Even if you have doubts about his character, let her start to see for herself that she’s moved too quickly to trust him unless you sense danger, when you must protect your daughter immediately.
It will likely be a stressful time for both of you at first. Stay strong and focused on her welfare, more than on your ex-wife’s lack of caution.
Dear Ellie: I’m a woman, 60, with two grown children, divorced for more than 20 years, with a friendship relationship with my ex.
My partner of 17 years and I share a house we bought together. No sex in all that time.
He works nights, I work days. He pays most of the bills, I take care of the cleaning, outside work, shopping and cooking.
He has developed health issues due to drinking. Now his health is always compromised because of alcohol and bad food choices.
He never changes his ways/habits.
I’m constantly looking to be healthy, active and make better choices.

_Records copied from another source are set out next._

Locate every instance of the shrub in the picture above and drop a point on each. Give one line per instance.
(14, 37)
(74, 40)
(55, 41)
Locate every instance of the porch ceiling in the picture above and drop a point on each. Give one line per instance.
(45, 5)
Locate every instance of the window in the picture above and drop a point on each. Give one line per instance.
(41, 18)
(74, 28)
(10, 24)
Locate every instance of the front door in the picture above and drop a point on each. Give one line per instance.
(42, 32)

He’s a drunk and hypochondriac.
We’ve grown apart. I’m bored of living like this. He says things will change. I give him means to do so, but it stays the same. I don’t want to die like this.
With so many relationships that people write me about, there are two sides, and some options.

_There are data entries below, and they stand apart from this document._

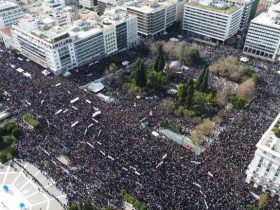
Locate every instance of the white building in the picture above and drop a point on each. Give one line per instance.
(154, 17)
(62, 46)
(10, 13)
(210, 21)
(89, 4)
(264, 170)
(249, 11)
(263, 37)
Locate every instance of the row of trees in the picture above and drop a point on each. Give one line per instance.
(86, 206)
(189, 95)
(153, 78)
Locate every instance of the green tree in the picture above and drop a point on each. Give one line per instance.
(16, 132)
(182, 93)
(190, 94)
(3, 158)
(73, 207)
(263, 200)
(140, 73)
(204, 85)
(251, 207)
(200, 79)
(156, 79)
(200, 103)
(1, 94)
(195, 56)
(113, 68)
(160, 62)
(238, 101)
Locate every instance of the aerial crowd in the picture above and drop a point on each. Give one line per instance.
(113, 152)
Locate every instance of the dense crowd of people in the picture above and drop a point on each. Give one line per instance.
(114, 153)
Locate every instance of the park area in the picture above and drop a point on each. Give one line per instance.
(194, 94)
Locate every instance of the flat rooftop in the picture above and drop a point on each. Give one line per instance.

But some stories like yours have only one logical choice, since you’re the only one dissatisfied with everything involving you two as a couple.
Sell your half of the house (discuss this first with a lawyer since you’re common-law partners with a shared asset), and leave him.
There’s no love mentioned here, there’s never been a sexual bond and you have opposite life interests, habits, activities, goals.
And you’re rarely together at the same time.
Dying has no place in your mind, it’s life that you are seeking. You owe it to yourself and your adult children to pursue the life you want.
Dear Ellie: My wife of 30 years verbally abused me for the past 10 years. So, I left.
At court, the judge looked at me as if I’d been abusing her.
Now I have to give her $1,600 each month.
Where’s justice for men who are disrespected/verbally abused and can’t take it any more?
I’m 65 and can’t retire because I have to keep paying her till she’s 65.
How is that fair?
Unfair to Men
No man or woman should suffer abuse from a partner. It’s understandable that you’d leave that situation.
However, the court case was about divorce, not abuse.
The law on marriage breakup where you live grants equal division of money/house, etc., to both spouses, even if she didn’t work or earned less.
The $1,600 monthly is the support money she requires until she receives her pension.
But you’re free of her abuse, which is what you needed most. That’s justice.
Ellie’s tip of the day
When an ex-spouse’s relationship could threaten a sensitive child’s stability, get counselling and support services for help.
Note to readers: For years, I’ve answered your questions two weeks ahead, to be on time for their publication date. Thus, recent columns were written before the full reality of COVID-19 elicited your concerns. Some columns still include your pre-virus issues, but many will soon reflect how our relationships are affected in the new not-so-normal.